Speaking at the EU summit in December 2019 in the wake of the Conservative Party leader’s sweeping UK election victory, French President Emmanuel Macron had voiced hopes for a close future relationship with Britain.
“We do not want them to be an unfair competitor… My message to the UK is that the more loyal we are vis-à-vis each other, the closer relationship we can have,” said Macron.
As for the challenging timeline the bloc faces regarding negotiating a trade deal with Britain, it will serve to “focus minds on the continent and make it easier for the EU27 to maintain unity.
"The idea that they will crack in the later phase is overplayed,” Agata Gostynska-Jakubowska of the Centre for European Reform think-tank in Brussels is quoted as saying.
New Power Dynamics
Britain’s imminent formal exit from the EU has already set in motion profound changes in Europe, claims Henrik Enderlein, president of Berlin’s Hertie School, which specialises in international affairs.
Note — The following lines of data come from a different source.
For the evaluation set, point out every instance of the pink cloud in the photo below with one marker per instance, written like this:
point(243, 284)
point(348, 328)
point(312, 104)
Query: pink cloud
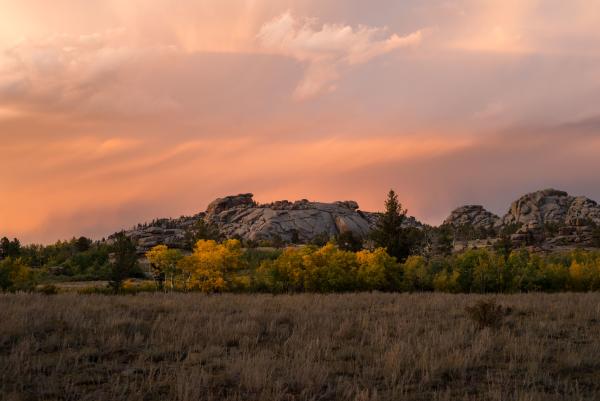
point(327, 49)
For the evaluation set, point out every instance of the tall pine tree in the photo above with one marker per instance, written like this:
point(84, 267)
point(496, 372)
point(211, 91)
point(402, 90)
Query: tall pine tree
point(390, 234)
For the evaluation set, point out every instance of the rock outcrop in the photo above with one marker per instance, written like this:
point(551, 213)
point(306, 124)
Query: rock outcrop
point(240, 216)
point(546, 219)
point(553, 218)
point(475, 216)
point(300, 221)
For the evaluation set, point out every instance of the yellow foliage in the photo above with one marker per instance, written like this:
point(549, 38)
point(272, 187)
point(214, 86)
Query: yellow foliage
point(372, 268)
point(208, 266)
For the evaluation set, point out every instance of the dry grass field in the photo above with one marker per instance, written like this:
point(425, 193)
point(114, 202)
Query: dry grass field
point(303, 347)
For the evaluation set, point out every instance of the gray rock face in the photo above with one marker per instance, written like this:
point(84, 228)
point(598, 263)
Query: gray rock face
point(553, 217)
point(240, 216)
point(475, 216)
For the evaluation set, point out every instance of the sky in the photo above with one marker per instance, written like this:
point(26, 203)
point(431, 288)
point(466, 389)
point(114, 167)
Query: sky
point(114, 112)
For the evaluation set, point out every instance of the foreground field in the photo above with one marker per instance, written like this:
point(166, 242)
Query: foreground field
point(303, 347)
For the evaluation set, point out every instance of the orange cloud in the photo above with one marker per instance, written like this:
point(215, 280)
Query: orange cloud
point(327, 49)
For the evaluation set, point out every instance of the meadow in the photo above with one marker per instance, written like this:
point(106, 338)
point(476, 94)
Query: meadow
point(363, 346)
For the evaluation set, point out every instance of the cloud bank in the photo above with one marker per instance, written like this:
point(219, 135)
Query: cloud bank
point(327, 49)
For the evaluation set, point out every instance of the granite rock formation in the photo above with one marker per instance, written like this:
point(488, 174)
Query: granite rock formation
point(475, 216)
point(240, 216)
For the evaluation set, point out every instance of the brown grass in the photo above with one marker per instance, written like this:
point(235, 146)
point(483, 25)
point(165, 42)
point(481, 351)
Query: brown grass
point(303, 347)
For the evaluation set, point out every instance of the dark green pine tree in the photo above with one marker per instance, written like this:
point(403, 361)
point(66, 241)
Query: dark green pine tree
point(389, 233)
point(124, 263)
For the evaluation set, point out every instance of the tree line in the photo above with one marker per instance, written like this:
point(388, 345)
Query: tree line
point(397, 258)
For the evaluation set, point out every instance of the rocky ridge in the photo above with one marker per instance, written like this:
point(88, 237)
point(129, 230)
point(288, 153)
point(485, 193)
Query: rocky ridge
point(546, 219)
point(239, 216)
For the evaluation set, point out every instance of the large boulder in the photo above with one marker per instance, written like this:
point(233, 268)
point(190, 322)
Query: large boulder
point(240, 216)
point(554, 218)
point(475, 216)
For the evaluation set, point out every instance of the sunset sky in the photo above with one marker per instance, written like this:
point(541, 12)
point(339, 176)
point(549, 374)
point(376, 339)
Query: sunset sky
point(114, 112)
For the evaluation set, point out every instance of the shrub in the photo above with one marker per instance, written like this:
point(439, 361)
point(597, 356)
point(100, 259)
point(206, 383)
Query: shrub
point(486, 313)
point(48, 289)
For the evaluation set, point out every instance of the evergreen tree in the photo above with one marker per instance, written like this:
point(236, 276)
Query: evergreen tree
point(389, 233)
point(124, 263)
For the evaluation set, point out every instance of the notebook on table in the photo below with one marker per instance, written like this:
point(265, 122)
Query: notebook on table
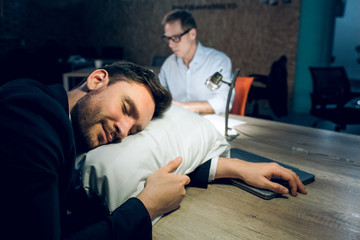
point(305, 177)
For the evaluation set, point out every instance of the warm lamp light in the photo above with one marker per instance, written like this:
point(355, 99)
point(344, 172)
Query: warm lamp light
point(213, 83)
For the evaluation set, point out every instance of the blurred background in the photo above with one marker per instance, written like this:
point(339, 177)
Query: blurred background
point(44, 39)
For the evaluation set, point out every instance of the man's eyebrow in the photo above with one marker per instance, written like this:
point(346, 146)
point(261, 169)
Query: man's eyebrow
point(132, 110)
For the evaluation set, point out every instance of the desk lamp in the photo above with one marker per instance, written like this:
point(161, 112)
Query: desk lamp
point(213, 83)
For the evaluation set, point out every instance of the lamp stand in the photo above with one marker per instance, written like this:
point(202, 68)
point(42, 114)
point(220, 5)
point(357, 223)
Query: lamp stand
point(231, 87)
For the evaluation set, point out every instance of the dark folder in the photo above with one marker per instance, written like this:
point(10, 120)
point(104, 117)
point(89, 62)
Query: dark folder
point(305, 177)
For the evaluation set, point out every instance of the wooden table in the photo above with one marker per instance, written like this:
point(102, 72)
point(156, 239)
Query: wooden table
point(330, 210)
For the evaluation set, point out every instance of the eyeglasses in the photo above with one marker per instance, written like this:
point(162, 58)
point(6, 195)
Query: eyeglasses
point(175, 38)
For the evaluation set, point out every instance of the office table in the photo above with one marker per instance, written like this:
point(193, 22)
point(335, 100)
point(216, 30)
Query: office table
point(330, 210)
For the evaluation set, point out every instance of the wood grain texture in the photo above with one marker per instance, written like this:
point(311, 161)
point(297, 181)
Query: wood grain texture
point(330, 210)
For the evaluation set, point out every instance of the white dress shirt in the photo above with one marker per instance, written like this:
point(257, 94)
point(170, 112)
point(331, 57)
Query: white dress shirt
point(187, 84)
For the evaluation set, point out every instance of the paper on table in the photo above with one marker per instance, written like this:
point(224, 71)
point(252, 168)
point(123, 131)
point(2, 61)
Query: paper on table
point(219, 123)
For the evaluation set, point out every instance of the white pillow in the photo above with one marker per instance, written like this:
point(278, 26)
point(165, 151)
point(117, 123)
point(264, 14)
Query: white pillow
point(119, 171)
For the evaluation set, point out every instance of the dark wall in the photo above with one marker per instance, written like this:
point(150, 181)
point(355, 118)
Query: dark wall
point(251, 33)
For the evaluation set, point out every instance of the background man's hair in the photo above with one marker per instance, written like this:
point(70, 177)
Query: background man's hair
point(186, 18)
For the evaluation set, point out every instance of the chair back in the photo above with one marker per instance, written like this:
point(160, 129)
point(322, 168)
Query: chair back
point(242, 87)
point(330, 85)
point(277, 87)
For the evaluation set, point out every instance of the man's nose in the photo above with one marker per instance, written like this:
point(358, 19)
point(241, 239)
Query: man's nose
point(171, 43)
point(124, 126)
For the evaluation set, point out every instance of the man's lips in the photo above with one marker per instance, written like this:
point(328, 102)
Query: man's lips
point(108, 138)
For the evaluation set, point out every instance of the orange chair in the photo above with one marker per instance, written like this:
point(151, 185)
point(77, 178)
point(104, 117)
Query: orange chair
point(242, 87)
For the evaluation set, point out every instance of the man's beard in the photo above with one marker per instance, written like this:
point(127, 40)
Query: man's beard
point(83, 117)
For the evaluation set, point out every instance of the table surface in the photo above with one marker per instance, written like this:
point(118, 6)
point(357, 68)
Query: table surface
point(330, 210)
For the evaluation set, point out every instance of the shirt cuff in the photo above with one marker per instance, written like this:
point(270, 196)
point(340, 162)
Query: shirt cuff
point(213, 167)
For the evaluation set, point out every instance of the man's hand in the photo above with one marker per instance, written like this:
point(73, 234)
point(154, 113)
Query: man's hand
point(164, 190)
point(260, 175)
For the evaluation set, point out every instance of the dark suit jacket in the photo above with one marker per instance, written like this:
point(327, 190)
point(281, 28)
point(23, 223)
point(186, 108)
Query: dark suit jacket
point(37, 154)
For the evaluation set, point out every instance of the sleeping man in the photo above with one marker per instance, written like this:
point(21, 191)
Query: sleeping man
point(119, 171)
point(43, 128)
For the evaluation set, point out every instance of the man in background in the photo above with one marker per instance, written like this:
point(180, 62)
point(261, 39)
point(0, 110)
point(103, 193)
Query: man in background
point(184, 72)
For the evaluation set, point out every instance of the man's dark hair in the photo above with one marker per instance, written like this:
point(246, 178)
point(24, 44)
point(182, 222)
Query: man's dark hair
point(127, 71)
point(186, 18)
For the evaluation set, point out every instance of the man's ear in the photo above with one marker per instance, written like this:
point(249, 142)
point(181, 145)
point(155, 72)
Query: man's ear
point(97, 79)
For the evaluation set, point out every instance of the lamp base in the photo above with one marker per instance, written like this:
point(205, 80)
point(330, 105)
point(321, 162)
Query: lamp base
point(231, 137)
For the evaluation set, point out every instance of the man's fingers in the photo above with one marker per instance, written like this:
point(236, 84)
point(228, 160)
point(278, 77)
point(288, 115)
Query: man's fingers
point(293, 180)
point(172, 165)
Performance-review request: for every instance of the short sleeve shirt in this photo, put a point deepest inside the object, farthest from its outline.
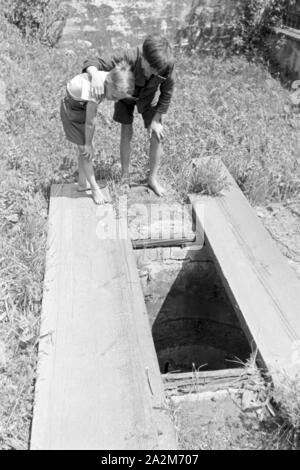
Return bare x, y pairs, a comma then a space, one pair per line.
79, 87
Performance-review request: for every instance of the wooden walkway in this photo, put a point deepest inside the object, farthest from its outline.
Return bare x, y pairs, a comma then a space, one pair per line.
263, 288
98, 383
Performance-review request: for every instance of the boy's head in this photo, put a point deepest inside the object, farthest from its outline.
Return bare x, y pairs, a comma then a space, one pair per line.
119, 83
158, 57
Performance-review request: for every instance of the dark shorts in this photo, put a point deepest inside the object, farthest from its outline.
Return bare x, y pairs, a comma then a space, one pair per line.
124, 110
73, 116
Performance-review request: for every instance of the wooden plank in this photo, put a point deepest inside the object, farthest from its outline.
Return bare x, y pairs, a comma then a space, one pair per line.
263, 288
181, 243
153, 220
288, 32
195, 382
98, 383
The developments have put France and Germany “more squarely in the EU’s driving seat” and on a more equal footing than before, with the policy shifting in favour of deeper integration, the analyst is quoted as saying.
European analysts cite resurging French influence under President Emmanuel Macron, which could direct the EU in a more protectionist and anti-US direction.
The French president has been leading the push for a closer EU defence union since coming to power.
“We will not protect the Europeans unless we decide to have a true European army. We need a Europe which defends itself better alone, without just depending on the United States, in a more sovereign manner,” Macron had said in 2018.
“Power is shifting to France and Germany…But Germany is extremely weak, with domestic politics paralysing its leadership in the EU,” claims Agata Gostynska-Jakubowska.
Meanwhile, countries such as the Netherlands and Ireland have been prompted by Brexit to focus more on forging new links in an attempt to assert their voice in Europe more strongly.
Accordingly, the Dutch government has adopted a leading role in the new Hanseatic League of northern eurozone members. The New Hanseatic League developed from an informal cooperation among like-minded fiscally conservative northern European states. It was established in February 2018 by European Union finance ministers from Denmark, Estonia, Finland, Ireland, Latvia, Lithuania, the Netherlands and Sweden.
Ireland, eager to safeguard its own interests against those of a post-Brexit UK, is also forging alliances with the Benelux countries - the Netherlands, Belgium and Luxembourg, with other efforts proceeding via the Nordic-Baltic group.
Brussels has in many ways already moved into a post-Brexit mode, beyond the protracted period of uncertainty over the UK’s withdrawal that has dominated the European bloc’s agenda for so long.